Given the extent of Arakan Army influence in Rakhine, its explicit or tacit approval will likely be required to enable any large-scale organised repatriation to proceed. In line with its efforts to appeal to the Rohingya and improve its image abroad, leader Twan Mrat Naing has insisted his group does not oppose repatriation, saying it is “only natural” that Rohingya refugees would want to return. But he has also cautioned that the situation is not yet stable enough to initiate such a process and that a “massive” number of returns could lead to “unrest”.[fn]“‘We recognize the human rights and citizen rights of the Rohingya’”, op. cit. and “Rebel yell”, op. cit.Hide Footnote  Agreeing to support repatriation will be politically fraught for the group, as it is likely to draw complaints from its harder-line Rakhine supporters, who still consider most Rohingya to be illegal immigrants.

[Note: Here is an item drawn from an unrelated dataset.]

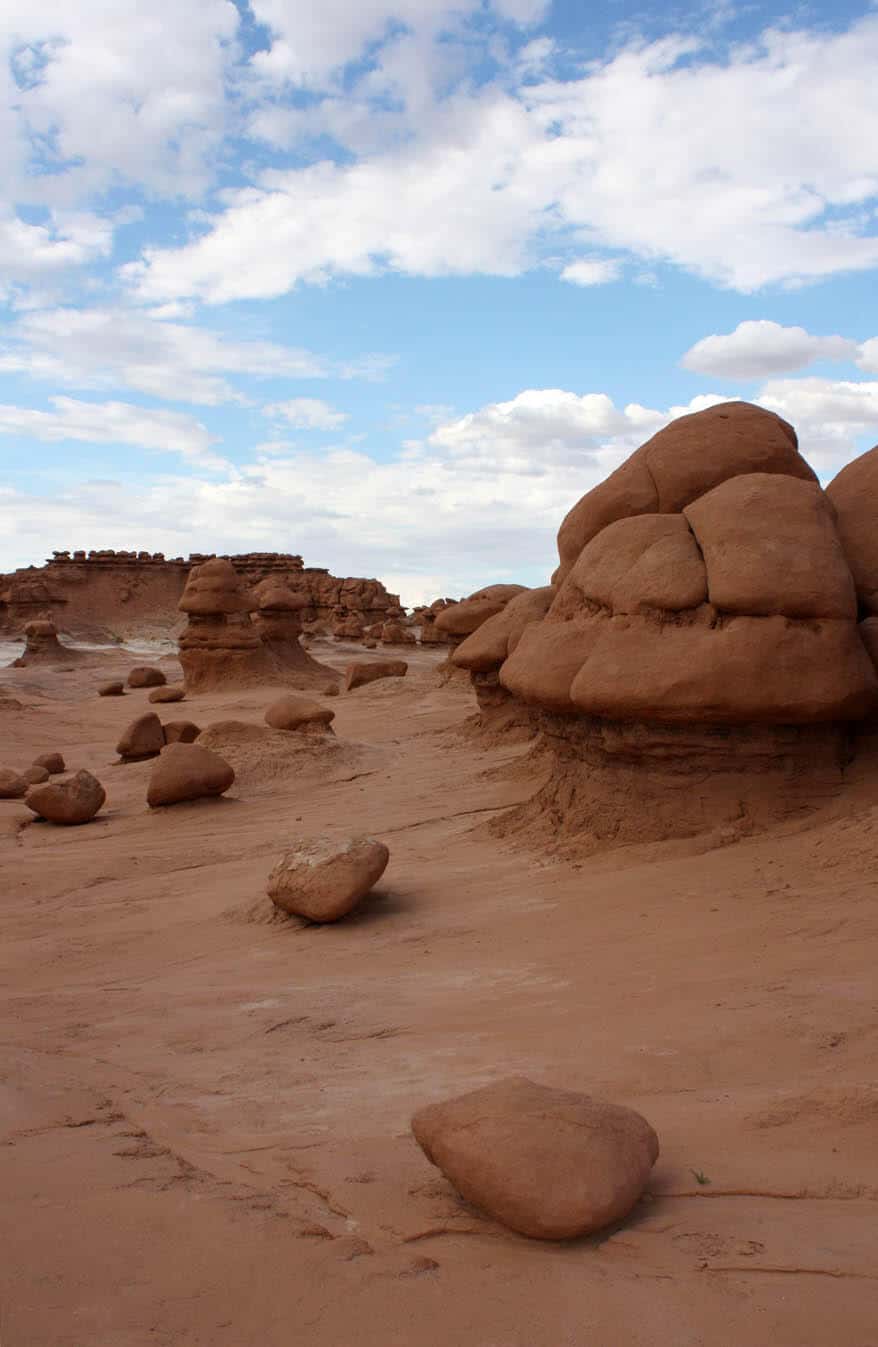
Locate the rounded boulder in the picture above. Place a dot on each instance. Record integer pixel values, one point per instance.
(551, 1164)
(323, 878)
(187, 772)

Nevertheless, it may be willing to support limited formal returns if it believes it will gain enough, principally in enhanced legitimacy and international recognition. International actors should encourage it in that direction.

The emergence of the Arakan Army as a governance actor raises important questions for Bangladesh. The Arakan Army has long sought to build relations with the Bangladesh government, but Dhaka has rebuffed the overtures, because it has a policy of eschewing engagement with insurgencies that undermine the sovereignty of neighbouring states.[fn]“‘We recognize the human rights and citizen rights of the Rohingya’”, op. cit. On 21 February 2022, the United League of Arakan also issued a “statement of solidarity”, ostensibly to mark Bangladesh Language Martyrs Day, in which it spoke of the “natural bond between the people and regions of Bangladesh and Arakan”. It issued a similar statement to mark Bangladesh Independence Day the following month.Hide Footnote  With the Arakan Army and military regime no longer fighting and the armed group in partial or full control of much of the territory the Rohingya refugees on its soil originated from, Dhaka may wish to reconsider that approach in this particular case. Should the Arakan Army and Naypyitaw arrive at a formal ceasefire, Dhaka may reconsider it sooner.

VI. Conclusion

The two-year war and the subsequent de facto ceasefire between the Arakan Army and Myanmar military has radically reshaped the balance of power in Rakhine State. Taking advantage of the February 2021 coup, the armed group has eroded state control across much of Rakhine, and in its place rolled out its own governance and service delivery structures. Although these new mechanisms have faced some criticisms, support for the Arakan Army remains strong, particularly among the ethnic Rakhine. The Rohingya have also benefited from the group’s rise to some extent, but they remain vulnerable and wary of military retaliation for cooperating with the parallel administration.

Although under strain due to the nationwide uprising against the coup, the military is unlikely to tolerate an autonomous entity in Rakhine State. It may therefore attempt to dislodge the Arakan Army at some point. Another war would be devastating for everyone in Rakhine, and the Arakan Army is so well entrenched that Naypyitaw is unlikely to be able to wrest back power anyway. To avoid further conflict, both sides should reach a ceasefire agreement that recognises the armed group’s territory and increases stability in the state. Such an agreement would not only reduce the risk of further humanitarian disaster in Rakhine, but it would also bolster the prospects of return for at least some of the hundreds of thousands of Rohingya refugees presently lingering in refugee camps across the border.